東京高等裁判所 昭和37年(行ナ)144号 判決 1963年6月06日
原告 荒川鹿次郎 外一名
被告 菊地五男利
主文
本訴を却下する。
訴訟費用は原告等の負担とする。
事実及び理由
原告等は「特許庁が昭和三四年抗告審判第七九五号事件につき昭和三七年七月二〇日にした審決を取消す」との判決を求めて本訴を提起し、その請求原因とするところは、『原告等は登録第四二九、四三三号実用新案の共同権利者であるが、昭和三一年七月二八日被告を相手方として特許庁に対し、被告製造販売のコンクリートブロツクが右登録実用新案の権利範囲に属する旨の権利範囲確認審判を請求し(昭和三一年審判第三九一号)、昭和三四年二月一七日請求通りの審決を得たが、右審決に対しては被告から抗告審判の請求があり(昭和三四年抗告審判第七九五号)、特許庁は右抗告審判事件につき昭和三七年七月二〇日「原審決を破棄する。(イ)号図面及びその説明書に示す連鎖型コンクリートブロツクは登録第四二九、四三三号実用新案の権利範囲に属しない」との審決をした。しかし右審決は違法であるからその取消を求める』というのである。

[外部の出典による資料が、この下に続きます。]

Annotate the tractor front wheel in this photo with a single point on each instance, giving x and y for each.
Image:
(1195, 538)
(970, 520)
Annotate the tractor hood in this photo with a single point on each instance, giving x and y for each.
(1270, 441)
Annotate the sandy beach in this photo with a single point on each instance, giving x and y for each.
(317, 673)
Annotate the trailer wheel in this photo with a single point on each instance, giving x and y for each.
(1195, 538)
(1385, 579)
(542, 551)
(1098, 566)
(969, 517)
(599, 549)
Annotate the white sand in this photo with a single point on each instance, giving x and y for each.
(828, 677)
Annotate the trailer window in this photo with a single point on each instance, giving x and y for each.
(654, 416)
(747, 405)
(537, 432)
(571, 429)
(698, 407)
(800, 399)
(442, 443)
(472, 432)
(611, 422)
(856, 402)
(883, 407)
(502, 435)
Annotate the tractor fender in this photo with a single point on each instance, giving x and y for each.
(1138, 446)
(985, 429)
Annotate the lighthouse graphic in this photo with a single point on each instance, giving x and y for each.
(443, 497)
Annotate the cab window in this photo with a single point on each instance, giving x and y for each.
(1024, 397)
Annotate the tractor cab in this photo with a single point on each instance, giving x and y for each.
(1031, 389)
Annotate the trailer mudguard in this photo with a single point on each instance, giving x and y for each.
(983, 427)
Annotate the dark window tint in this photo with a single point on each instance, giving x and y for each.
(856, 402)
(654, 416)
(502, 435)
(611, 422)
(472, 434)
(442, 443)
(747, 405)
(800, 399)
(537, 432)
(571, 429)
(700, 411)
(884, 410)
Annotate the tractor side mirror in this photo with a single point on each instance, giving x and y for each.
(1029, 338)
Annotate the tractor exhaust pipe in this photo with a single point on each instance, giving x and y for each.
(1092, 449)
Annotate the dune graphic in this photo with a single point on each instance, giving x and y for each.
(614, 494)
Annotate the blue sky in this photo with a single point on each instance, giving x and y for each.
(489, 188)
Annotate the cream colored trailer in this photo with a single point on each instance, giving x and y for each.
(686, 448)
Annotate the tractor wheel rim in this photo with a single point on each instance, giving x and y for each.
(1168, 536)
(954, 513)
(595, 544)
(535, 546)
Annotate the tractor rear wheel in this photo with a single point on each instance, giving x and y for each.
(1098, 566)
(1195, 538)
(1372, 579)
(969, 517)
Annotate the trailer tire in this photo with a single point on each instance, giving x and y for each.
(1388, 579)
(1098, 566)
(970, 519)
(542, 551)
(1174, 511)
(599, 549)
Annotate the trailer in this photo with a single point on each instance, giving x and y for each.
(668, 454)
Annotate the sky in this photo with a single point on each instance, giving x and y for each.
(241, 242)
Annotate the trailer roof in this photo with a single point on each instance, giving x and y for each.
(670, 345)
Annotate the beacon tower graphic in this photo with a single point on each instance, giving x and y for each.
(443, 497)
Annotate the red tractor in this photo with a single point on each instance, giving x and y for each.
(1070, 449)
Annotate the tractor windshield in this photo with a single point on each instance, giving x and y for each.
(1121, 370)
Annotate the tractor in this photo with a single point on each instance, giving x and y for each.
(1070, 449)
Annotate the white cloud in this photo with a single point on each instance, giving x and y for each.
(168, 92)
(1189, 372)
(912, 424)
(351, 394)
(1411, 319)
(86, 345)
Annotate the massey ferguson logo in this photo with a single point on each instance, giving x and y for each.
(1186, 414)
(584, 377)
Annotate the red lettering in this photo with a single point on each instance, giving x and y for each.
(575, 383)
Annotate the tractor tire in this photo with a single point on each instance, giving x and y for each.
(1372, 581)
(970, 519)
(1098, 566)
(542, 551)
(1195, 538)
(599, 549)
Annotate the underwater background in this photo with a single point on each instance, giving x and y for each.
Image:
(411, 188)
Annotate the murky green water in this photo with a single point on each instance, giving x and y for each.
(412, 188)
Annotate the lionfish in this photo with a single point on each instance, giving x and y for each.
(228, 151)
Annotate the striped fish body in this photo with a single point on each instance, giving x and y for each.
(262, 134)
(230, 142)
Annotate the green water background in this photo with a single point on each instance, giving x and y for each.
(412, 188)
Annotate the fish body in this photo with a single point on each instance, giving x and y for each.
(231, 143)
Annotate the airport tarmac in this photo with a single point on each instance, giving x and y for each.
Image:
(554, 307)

しかし職権によつて調査するのに、本件審判事件の特許庁関係記録によれば、右抗告審判の審決書の謄本は昭和三七年八月八日に原告荒川鹿次郎に送達せられていることが認められるところであるのに、本訴が提起せられたのは同年九月八日であること本件記録によつて明らかであるから、本訴はただ一日だけではあるが、旧実用新案法(大正一〇年法律第九七号)第二六条によつて準用せられる旧特許法(大正一〇年法律第九六号)第一二八条の二第二項所定の三〇日の出訴期間を徒過した不適法な訴といわざるを得ない。尤も特許庁関係記録によれば、右抗告審判審決書の謄本が送達せられたのは原告荒川鹿次郎に対してだけであつて、原告近藤泰夫に対しては未だにその送達がせられていない事実が認められるところであるが、旧実用新案法第二六条によつて準用せられる旧特許法第二一条第一項の規定には、実用新案の共同権利者は特許庁に対し各人互に代表するものと定められており、右規定は審判請求の取下等の不利益行為には、ことの性質上その適用がないものと解すべきであるが、本件のような審決書謄本受領の行為は、この受領の時から出訴期間が進行を始めるものではあるが、出訴期間徒過による不利益はその徒過を原因とするものであつて受領を原因とするものではなく、この意味でも右受領行為は前記の請求取下等の不利益行為とはこれを同視するを得ないものと解せられるところである(現行実用新案法第五五条第二項によつて準用せられる現行特許法第一四条参照)から、本件審決書の謄本は原告等の一人である荒川鹿次郎に送達せられることによつて、原告等両名に対してその送達の効力を生じたものと解すべきである。従つて本訴は前記審決書の謄本が原告荒川に送達せられた日から起算して三〇日の不変期間内にこれを提起するを要したものと解せざるを得ない。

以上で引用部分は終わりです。